I have grudgingly come to the conclusion that Edge of Autumn is better for this deck than the obvious alternatives of Prismatic Lens and Search for Tomorrow. Though it’s an awfully disappointing topdeck in the late game against Teachings, you rarely need more than eight lands against the beatdown decks, and often welcome the chance to cash one of the extras in for a fresh card off the top. Search for Tomorrow has a mark against it because it is vulnerable to Riftsweeper, but far more importantly, the deck has only eight Green sources to support its casting on the first turn of the game. When you bring Terramorphic Expanse into the equation, Edge of Autumn can be consistently cast on turn 2, but if Expanse is your only Green source, you won’t get your Search for Tomorrow land until turn 4, which is very slow. Lens dies to the extremely common (and potent) play of Void for two — reason enough to exclude it already — but compared to the simple Edge into Mountain, it is much worse to cast Void a full turn later than normal because Lens requires an extra mana to produce Red.

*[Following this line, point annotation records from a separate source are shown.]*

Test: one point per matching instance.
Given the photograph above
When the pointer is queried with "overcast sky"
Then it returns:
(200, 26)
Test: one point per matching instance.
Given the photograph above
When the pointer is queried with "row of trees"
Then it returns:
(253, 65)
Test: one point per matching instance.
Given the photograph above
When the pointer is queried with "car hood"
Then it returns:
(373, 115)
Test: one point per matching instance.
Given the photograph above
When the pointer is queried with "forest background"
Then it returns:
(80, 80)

I started off with 27 lands, four Dryads, and four Edge of Autumns, but dropped two lands and an Edge when I found myself getting miserably flooded against beatdown. The Summoner’s Pact sideboard plan comes in against Teachings, where Ana Battlemage provides tutorable card advantage, and Riftsweeper provides removal for Aeon Chronicler and Detritivore. I had no Island or Battlemage when I played some test matches against Josh Silvestri, but Pacting for Woodreaders to get card advantage was mediocre enough that I decided to gobble up the extra sideboard slot for a basic land and a vastly superior, Haunting Hymn-esque tutor target. The matches against Silvestri also convinced me that I should max out on Woodreaders in the maindeck (where I was trying Gaea’s Blessings previously), because recovering from Haunting Hymn quickly is of the utmost importance in the first game.

Sideboarding

Since I’ve had less than 24 hours to test this deck, I’m probably going to get some things wrong here. The list is a rough draft, after all, so bear with me.

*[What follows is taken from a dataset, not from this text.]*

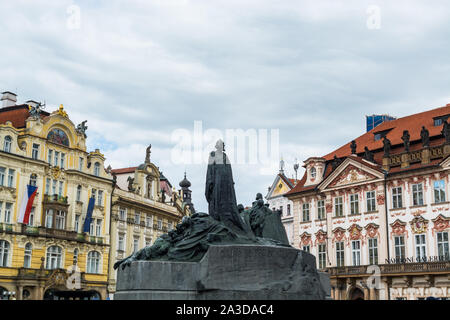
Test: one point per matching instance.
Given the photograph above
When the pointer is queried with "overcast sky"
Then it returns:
(139, 70)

Versus U/G Beats, U/W Blink, and U/G/w Blink
+2 Strangling Soot
+2 Slaughter Pact
-4 Void

These swaps combine for a decent upgrade, but I don’t think any drastic changes are necessary to win this matchup. Void is the slowest removal spell in the matchup, and they board in a lot of countermagic. Besides, Death by Speed is a more common death than Death by Not Enough Card Advantage against U/G, so I would rather have more early ways to slow them down than more expensive sources of card advantage.

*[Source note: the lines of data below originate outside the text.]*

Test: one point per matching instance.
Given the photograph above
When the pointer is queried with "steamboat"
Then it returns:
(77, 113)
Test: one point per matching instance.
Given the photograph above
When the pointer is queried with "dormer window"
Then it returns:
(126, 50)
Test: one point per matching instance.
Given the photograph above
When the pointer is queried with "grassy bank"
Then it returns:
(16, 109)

After all, the best way for control to beat aggro-control is to just one-for-one their early guys until they run out of steam, because if you’re still at twelve life in the midgame and entering a topdeck war against a deck packing Grizzly Bears and five-mana 2/2 flyers while you’re topdecking Harmonize, Tendrils of Corruption, Citanul Woodreaders, and Korlash…it’s not tough to figure out who is the favorite.

Versus G/W and G/W/r Kavu Predator
+2 Strangling Soot
+2 Slaughter Pact
-4 Citanul Woodreaders

I love me some Woodreaders, but G/W will have Thrill of the Hunt to make blocking uncomfortable and the Kavu deck has too many large men that can just attack past it. The loss of Woodreaders is somewhat mitigated by the fact that I keep in Void, so I can get card advantage by nicking spare Enforcers and Stonewood Invocations that are sitting in the opponent’s hand when I cast the wrecking ball.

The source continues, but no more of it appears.